Beispiel: die Meyer-Irmgard (gemeint ist: Irmgard, die zur Familie Meyer gehört. Means Irmgard, member of the Meyer family.)


----------



## Kajjo

Hutschi said:


> "Hochsprachlich" wird heute praktisch als Synonym zu "standardsprachlich" verwendet. Außerhalb linguistischen Kontexts sagt niemand "standardsprachlich".


Richtig.



> In the Duden (dictionary) from 1981, there is mentioned, that in the spoken language, the article is used in case name and first name are in inverse sequence. I suppose, that is regional, too, but they do not mention it.


Richtig. Die bayerische Art ist es, "der Meier, Egon" zu sagen. Das ist aber schon eher der Bayerischen Sprache als dem Deutschen zuzuordnen. 

Kajjo


----------



## Brioche

My "German Grammar and Usage" by A.E.Hammer says:
The definite article is used before the names of persons
1. occasionally to clarify case
_Wir müssen [dem] Lehmann wieder was schicken_
2. Before the surnames of women where nothing else indicates the sex.
_Ich habe eben mit der Rupp gesprochen_. aber _Ich habe mit Anna Rupp gesprochen._
3. Familiarly in Central and Southern Germany:
_Ich habe den Rudolf gesehen.

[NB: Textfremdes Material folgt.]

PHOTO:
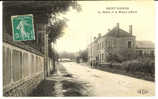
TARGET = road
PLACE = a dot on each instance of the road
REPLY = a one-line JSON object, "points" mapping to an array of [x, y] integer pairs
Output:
{"points": [[109, 84]]}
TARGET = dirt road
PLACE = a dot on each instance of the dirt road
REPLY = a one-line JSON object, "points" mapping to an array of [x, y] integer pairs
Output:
{"points": [[110, 84]]}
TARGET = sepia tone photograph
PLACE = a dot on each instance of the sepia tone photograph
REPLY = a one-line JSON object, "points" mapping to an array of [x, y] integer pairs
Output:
{"points": [[78, 48]]}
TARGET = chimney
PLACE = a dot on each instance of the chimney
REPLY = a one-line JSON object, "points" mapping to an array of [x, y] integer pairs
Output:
{"points": [[130, 29], [109, 30], [117, 26]]}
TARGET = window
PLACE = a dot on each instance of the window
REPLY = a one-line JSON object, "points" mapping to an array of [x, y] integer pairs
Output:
{"points": [[129, 44]]}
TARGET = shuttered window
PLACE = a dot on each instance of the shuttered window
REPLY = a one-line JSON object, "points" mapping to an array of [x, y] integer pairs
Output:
{"points": [[6, 66]]}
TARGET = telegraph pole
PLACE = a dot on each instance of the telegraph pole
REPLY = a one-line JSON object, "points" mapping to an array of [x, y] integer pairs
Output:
{"points": [[91, 53], [46, 52]]}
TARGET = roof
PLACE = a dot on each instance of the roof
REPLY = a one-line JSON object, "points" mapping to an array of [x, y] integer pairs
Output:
{"points": [[144, 44], [115, 33]]}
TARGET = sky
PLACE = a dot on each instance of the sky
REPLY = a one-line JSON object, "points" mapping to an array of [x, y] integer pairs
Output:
{"points": [[84, 25]]}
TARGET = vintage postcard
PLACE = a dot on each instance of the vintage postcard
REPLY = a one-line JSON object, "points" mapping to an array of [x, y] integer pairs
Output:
{"points": [[79, 48]]}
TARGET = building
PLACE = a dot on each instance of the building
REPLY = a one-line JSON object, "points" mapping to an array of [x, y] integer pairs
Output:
{"points": [[24, 61], [116, 42], [145, 48]]}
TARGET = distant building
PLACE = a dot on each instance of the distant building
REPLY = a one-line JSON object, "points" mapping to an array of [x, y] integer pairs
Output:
{"points": [[115, 41], [145, 48]]}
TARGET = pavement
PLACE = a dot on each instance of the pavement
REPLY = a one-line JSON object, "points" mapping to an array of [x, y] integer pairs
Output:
{"points": [[62, 84]]}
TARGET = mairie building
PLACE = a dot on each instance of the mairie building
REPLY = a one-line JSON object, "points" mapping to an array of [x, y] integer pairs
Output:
{"points": [[116, 41]]}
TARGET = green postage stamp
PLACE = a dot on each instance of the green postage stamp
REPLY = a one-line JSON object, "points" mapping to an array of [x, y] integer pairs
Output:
{"points": [[23, 27]]}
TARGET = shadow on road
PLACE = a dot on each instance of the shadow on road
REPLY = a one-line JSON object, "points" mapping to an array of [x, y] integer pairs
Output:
{"points": [[45, 88]]}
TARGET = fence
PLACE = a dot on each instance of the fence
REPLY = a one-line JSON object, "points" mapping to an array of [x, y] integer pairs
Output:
{"points": [[19, 66]]}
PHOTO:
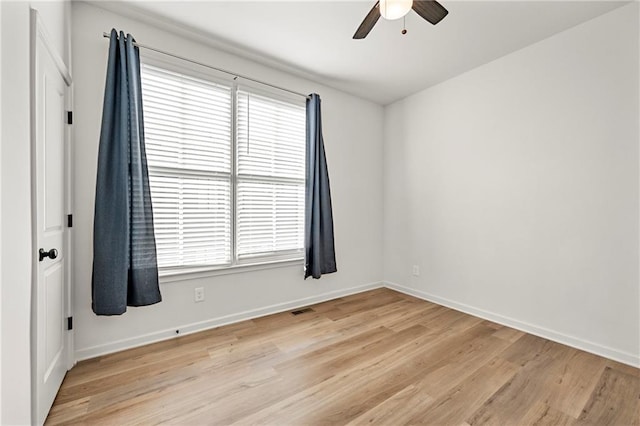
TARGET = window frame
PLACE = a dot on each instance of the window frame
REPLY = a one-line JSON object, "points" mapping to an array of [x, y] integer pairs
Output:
{"points": [[236, 265]]}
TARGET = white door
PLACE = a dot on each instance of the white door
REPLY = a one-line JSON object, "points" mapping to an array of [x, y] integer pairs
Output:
{"points": [[50, 84]]}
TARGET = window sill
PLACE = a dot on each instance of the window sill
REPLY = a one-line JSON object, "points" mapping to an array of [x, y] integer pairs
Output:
{"points": [[176, 275]]}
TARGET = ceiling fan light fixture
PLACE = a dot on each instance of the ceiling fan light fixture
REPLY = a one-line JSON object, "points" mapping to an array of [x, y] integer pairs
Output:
{"points": [[394, 9]]}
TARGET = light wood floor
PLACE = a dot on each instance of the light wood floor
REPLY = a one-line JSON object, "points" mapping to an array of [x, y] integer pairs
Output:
{"points": [[378, 357]]}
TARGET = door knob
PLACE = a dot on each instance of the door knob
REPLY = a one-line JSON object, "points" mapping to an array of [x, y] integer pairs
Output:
{"points": [[51, 254]]}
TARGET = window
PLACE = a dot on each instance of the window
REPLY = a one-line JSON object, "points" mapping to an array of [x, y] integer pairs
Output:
{"points": [[226, 168]]}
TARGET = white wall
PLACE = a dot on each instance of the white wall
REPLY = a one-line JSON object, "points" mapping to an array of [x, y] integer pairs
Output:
{"points": [[514, 187], [353, 140], [15, 226]]}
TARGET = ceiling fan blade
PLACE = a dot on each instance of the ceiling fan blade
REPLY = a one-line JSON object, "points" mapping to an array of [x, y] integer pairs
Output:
{"points": [[368, 22], [430, 10]]}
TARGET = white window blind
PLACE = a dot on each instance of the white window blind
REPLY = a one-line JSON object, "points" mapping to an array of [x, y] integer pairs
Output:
{"points": [[187, 135], [222, 196], [270, 179]]}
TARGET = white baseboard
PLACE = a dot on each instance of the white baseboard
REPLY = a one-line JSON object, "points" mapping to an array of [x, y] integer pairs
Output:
{"points": [[594, 348], [157, 336]]}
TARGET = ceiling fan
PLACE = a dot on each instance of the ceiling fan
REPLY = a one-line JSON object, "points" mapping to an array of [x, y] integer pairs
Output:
{"points": [[430, 10]]}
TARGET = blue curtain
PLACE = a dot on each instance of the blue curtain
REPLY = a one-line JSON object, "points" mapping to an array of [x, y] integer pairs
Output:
{"points": [[320, 257], [125, 271]]}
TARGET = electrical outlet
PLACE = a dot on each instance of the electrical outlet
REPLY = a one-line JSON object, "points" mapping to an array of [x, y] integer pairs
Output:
{"points": [[199, 294]]}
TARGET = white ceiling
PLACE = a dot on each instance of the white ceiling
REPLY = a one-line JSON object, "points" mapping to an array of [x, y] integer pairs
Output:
{"points": [[314, 37]]}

Ich bin bei der Frau Schmidt gewesen._
4. To individualise the person concerned more strongly:
_Der Lehmann hat vorzüglich geredet_.

My "Dictionary of Modern German Prose Usage" say that the _article is used before names of persons when modified by an adjective or participle. e.g._
_der lange Thomas, das kleine Mariechen .._
and
_especially in familiar language ... when reference is made to a definite, unmistakable individual: e.g. mit dem Fritz ist nichts anzufangen_


----------



## alisonp

I definitely remember hearing it commonly in Ludwigshafen, which I don't think counts as Southern Germany.  It could well be right that it tends to be used about people who are absent, but I wasn't paying enough attention to be sure.


----------



## heidita

driFDer said:


> I have never heard of an article being placed before a persons name when introducing themselves. Is this a normally constructed conversational item I have just now learned about?


 
Sorry, Justin, I understood you acutally meant "heard".



driFDer said:


> I've been studying German for almost 2 years now and this is the first time I've heard this. Is this fairly common or is it seldom heard? Thank you.


 


elroy said:


> die Frage war nicht, ob "der Martin" standardsprachlich richtig ist.
> Der Fragesteller wunderte sich, dass so etwas _überhaupt, in irgendeiner Art und Weise_, richtig sein könnte.


 
Das war in keiner Weise so ausgedrückt, vielleicht ein einfaches Missverständnis.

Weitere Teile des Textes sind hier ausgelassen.